Кремлевские призраки (Харичев) - страница 34

Лишь один человек стоит выше. Лишь одного человека он вынужден слушаться. Но и это можно преодолеть. Со временем. Он верит, что оно придет. Его время.

На самом деле он определяет главное. Страна подвластна ему. Вся огромная территория, на большой карте в его кабинете от одного края стены до другого, слушается его. Хотя и другое имя на устах. Но эта слава держится лишь его стараниями. Тот, кому достается она, тоже подвластен ему, тоже управляем…

Велика страна, но каждый под контролем. «Социализм это учет». Так говаривал тот, который лежит неподалеку, за надежной кирпичной стеной. Верная фраза. Но это он придал ей истинное содержание. У него учтен каждый человек. И эти вот, которые тут, которые разбегаются в боковые коридоры, жмутся к дверям, отводят глаза. И те, которые далеко отсюда, в жалких поселках в тайге или на далеких берегах, вон там у Ледовитого океана, где на карте веселая синь, и на Камчатке. Его люди следят и за первыми, провожая их с работы, присматривая за ними по месту жительства, следят и за вторыми, примечая все неосторожные слова, выявляя преступные замыслы. А за его людьми следят другие его люди. Так надежнее…

Все рухнуло. Все было ошибкой. Казалось, самая великая за все времена страна, самое надежное государство, какое можно было создать. Каждая мелочь была учтена – все служило великой цели. И что? Рухнуло. Все оказалось бессмысленно. И жертвы. И слова. И дела человеческие. Кого же винить, что затмило разум? Кого?

Бог сказал: «Пока будут помнить тебя, будешь прикован к дому позора твоего». Пока будут помнить. Сколько? Сто?

Тысячу лет? Это в той жизни трудно ждать. А в этой… Не объяснить словами, какая мука. Нет таких слов.

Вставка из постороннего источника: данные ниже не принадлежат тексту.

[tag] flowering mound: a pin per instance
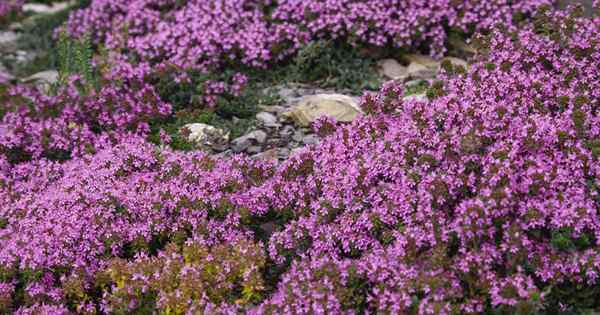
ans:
(212, 33)
(484, 199)
(75, 121)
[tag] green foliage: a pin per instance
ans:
(37, 35)
(75, 56)
(334, 65)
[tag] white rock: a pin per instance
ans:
(48, 77)
(420, 71)
(202, 133)
(266, 118)
(41, 8)
(423, 60)
(392, 69)
(456, 62)
(8, 41)
(341, 107)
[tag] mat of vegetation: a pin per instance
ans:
(483, 199)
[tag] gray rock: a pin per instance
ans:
(420, 71)
(456, 62)
(254, 149)
(240, 144)
(259, 136)
(270, 155)
(41, 8)
(266, 119)
(48, 76)
(310, 139)
(203, 133)
(244, 142)
(272, 109)
(392, 69)
(341, 107)
(287, 131)
(423, 60)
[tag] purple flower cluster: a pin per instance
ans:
(75, 121)
(213, 33)
(486, 197)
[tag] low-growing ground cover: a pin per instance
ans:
(485, 198)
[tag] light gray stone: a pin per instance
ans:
(202, 133)
(41, 8)
(240, 144)
(253, 149)
(341, 107)
(266, 118)
(48, 76)
(392, 69)
(310, 139)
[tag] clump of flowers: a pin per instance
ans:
(74, 121)
(189, 278)
(485, 198)
(207, 34)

Невыносимо бесцельно бродить по коридорам, по кабинетам, проходя сквозь надежные толстые стены, старые дубовые двери, смотреть на людей, работающих или делающих вид, что работают, напыщенных, важных и не слишком, чаще всего запуганных, боящихся даже мыслей своих. Опять суета житейская. Вечная суета. Все это было. И будет. Он им не судия. Только себе. Только себя он вправе судить. Долгим, безысходным судом.

Он хотел быть подальше от суеты. Он спускался в подвал и ниже, в бомбоубежище, туда, где частенько прятался в начале войны, когда ему сообщали о приближающемся налете, а чуть позже над городом повисал печальный вой сирен. Он ходил по подземелью, вдали от людей, но и это было невыносимо, ибо с ним была его вина, ибо его душа не знала покоя, и он опять поднимался, опять бродил по зданию, по тем же пустым коридорам, по кабинетам, которые терпели очередных хозяев. За плотно зашторенными окнами мало что менялось. Сколько прошло времени, он не знал. Он не ощущал его. Он ощущал только свою вину.